Rückschläge für Terroristen:Der Islamische Staat schrumpft

Iraks Armee gewinnt die Kontrolle über die Stadt Ramadi. Der sogenannte Islamische Staat hat 2015 mehr Gebiete verloren als erobert.

Von Markus C. Schulte von Drach

Seit eineinhalb Jahren existiert das Gebilde "Islamischer Staat" mit seinem selbsternannten Kalifen Abu Bakr al-Baghdadi. Doch die Grenzen dieses "Kalifats" auf irakischem und syrischem Boden verschieben sich - und zwar zu Ungunsten der religiösen Extremisten. Die Terrormilizen des IS haben 2015 zwar weitere Orte erobert, mussten aber andere aufgeben. Statt ihrem selbsterklärten Ziel näherzukommen, die Welt zu erobern, haben sie seit Januar 2015 etwa 14 Prozent Fläche an ihre Gegner verloren, berichtet der IHS Jane's Conflict Monitor.

Noch 2014 waren die IS-Kämpfer bei ihren Vorstößen auf wenig Widerstand gestoßen. Sie konnten problemlos etwa die Großstadt Mossul übernehmen. Doch inzwischen hat sich das Blatt gewendet. Das gilt vor allem für Regionen im Norden Syriens, wo IS-Kämpfer große Gebiete an der Grenze zur Türkei kontrolliert haben. Unterstützt durch US-Luftangriffe, ist es den kurdischen "Volksverteidigungseinheiten" (YPG) nach monatelangem Kampf Anfang des Jahres gelungen, die Grenzstadt Kobanê sowie weitere große Gebiete zurückzuerobern.

Der IS beherrscht seitdem nur noch eine kleine Region an der Grenze zur Türkei. Der Erfolg der Kurden ist auch deshalb von Bedeutung, weil ausländische IS-Kämpfer vor allem über die Türkei nach Syrien einreisen. Nun steht den Terroristen der wichtige Grenzübergang Tal Abjad mit seiner Anbindung an die Stadt Raqqa nicht mehr zur Verfügung.
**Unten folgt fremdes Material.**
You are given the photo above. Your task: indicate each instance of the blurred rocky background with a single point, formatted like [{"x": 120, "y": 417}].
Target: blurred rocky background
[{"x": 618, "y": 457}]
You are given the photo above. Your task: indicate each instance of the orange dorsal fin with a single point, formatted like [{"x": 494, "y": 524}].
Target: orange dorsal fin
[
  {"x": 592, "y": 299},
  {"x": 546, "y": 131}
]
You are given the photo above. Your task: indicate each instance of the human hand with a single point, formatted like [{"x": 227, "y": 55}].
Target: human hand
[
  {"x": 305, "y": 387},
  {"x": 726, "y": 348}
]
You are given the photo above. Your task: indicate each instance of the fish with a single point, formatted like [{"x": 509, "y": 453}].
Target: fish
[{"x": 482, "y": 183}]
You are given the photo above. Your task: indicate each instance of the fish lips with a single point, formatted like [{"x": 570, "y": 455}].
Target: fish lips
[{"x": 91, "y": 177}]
Ein wichtiger Erfolg war im November die Eroberung der irakischen Stadt Sindschar am gleichnamigen Gebirge durch Kämpfer der kurdischen Arbeiterpartei PKK sowie kurdische Peschmerga und jesidische Milizen. Sie haben dort die Verbindungslinie zwischen den Städten Mossul (Irak) und Raqqa (Syrien) unterbrochen, die beide weiterhin fest in der Hand der IS-Extremisten sind. Auch dort flogen Kampfjets der Anti-IS-Allianz unter US-Führung Angriffe auf die Terror-Miliz.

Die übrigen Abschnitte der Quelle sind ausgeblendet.